Paul
Goble
Staunton, September 30 – Ten days
ago at a meeting of the OSCE on the human dimension, Bakkhtiyar Nietullayev, a Karakalpak
activist, said that Tashkent officials are forcibly and sometimes secretly sterilizing
Karakalpak women, including his wife, in order to suppress the population of the
autonomous republic (idelreal.org/a/30178922.html).
He called for international condemnation
of the Uzbek authorities for genocide and the independence of Karakalpakistan
from Uzbekistan, renewing a cause that has ebbed and flowed since the late
1980s. (For background on this movement, see windowoneurasia2.blogspot.com/2017/11/karakalpaks-appeal-to-putin-to-back.html,
windowoneurasia2.blogspot.com/2015/06/karakalpak-separatists-in-uzbekistan.html,
windowoneurasia2.blogspot.com/2014/11/window-on-eurasia-moscow-again-focusing.html,
windowoneurasia2.blogspot.com/2014/06/window-on-eurasia-tashkent-cracks-down.html,
windowoneurasia2.blogspot.com/2014/05/window-on-eurasia-some-karakalpaks-now.html,
and windowoneurasia.blogspot.com/2010/12/window-on-eurasia-karakalpak-separatism.html.)
Several years ago, there were widespread
reports in the Western media that the Uzbek regime of Islam Karimov had been
using forcible sterilization to cut the birthrate not only among the Karakalpaks
but also among the Uzbeks (bbc.com/news/magazine-17612550
and theguardian.com/world/2015/feb/05/uzbek-separatist-movement-threatens-ancient-culture).

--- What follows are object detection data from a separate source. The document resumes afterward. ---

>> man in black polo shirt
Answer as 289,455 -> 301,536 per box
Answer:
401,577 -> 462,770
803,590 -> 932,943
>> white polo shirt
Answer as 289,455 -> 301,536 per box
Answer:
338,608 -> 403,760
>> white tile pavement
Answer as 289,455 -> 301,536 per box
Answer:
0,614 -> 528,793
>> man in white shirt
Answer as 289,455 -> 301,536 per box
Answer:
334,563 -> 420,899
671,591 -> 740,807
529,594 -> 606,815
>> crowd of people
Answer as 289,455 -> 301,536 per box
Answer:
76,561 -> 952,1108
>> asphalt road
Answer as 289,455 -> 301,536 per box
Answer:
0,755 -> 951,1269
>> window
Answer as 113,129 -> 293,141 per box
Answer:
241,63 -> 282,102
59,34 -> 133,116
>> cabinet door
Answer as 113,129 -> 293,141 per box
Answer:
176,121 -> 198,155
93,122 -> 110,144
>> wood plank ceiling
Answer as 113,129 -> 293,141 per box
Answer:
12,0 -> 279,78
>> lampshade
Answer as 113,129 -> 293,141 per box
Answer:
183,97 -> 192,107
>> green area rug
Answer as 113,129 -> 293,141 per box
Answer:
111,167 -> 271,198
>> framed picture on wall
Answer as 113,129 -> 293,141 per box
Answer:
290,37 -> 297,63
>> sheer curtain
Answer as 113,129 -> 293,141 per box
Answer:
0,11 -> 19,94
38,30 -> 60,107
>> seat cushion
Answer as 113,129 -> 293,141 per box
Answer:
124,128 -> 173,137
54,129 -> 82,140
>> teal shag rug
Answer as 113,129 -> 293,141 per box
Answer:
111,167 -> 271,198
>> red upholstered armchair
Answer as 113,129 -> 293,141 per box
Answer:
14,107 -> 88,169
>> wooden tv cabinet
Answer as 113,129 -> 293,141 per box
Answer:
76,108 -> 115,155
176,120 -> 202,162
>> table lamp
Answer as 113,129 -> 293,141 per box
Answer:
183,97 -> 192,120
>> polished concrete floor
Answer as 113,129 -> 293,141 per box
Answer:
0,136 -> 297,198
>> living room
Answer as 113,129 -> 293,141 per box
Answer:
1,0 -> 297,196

But with the passing of Karimov,
most observers appeared to have decided that the new president Shavkat
Mirziyoyev had ended this despicable practice in favor of “softer” methods of promoting
assimilation. The new charges, however,
raise questions about that and will certainly inflame opinion among the Karakalpaks
and lead them to renew demands for independence.
According to the 1993 Uzbek
constitution and related laws, the Karakalpaks had the right to conduct a
referendum on independence within 20 years of that date. But Tashkent has
refused to allow one and has used forcible methods to block the independence
movement there given the economic importance of the western third of Uzbekistan.
For the last few years, the Karakalpak
movement has been contained by the Tashkent authorities, but this new charge of
genocide by sterilization seems certain to raise the political temperature in
Nukus and create new problems for Tashkent.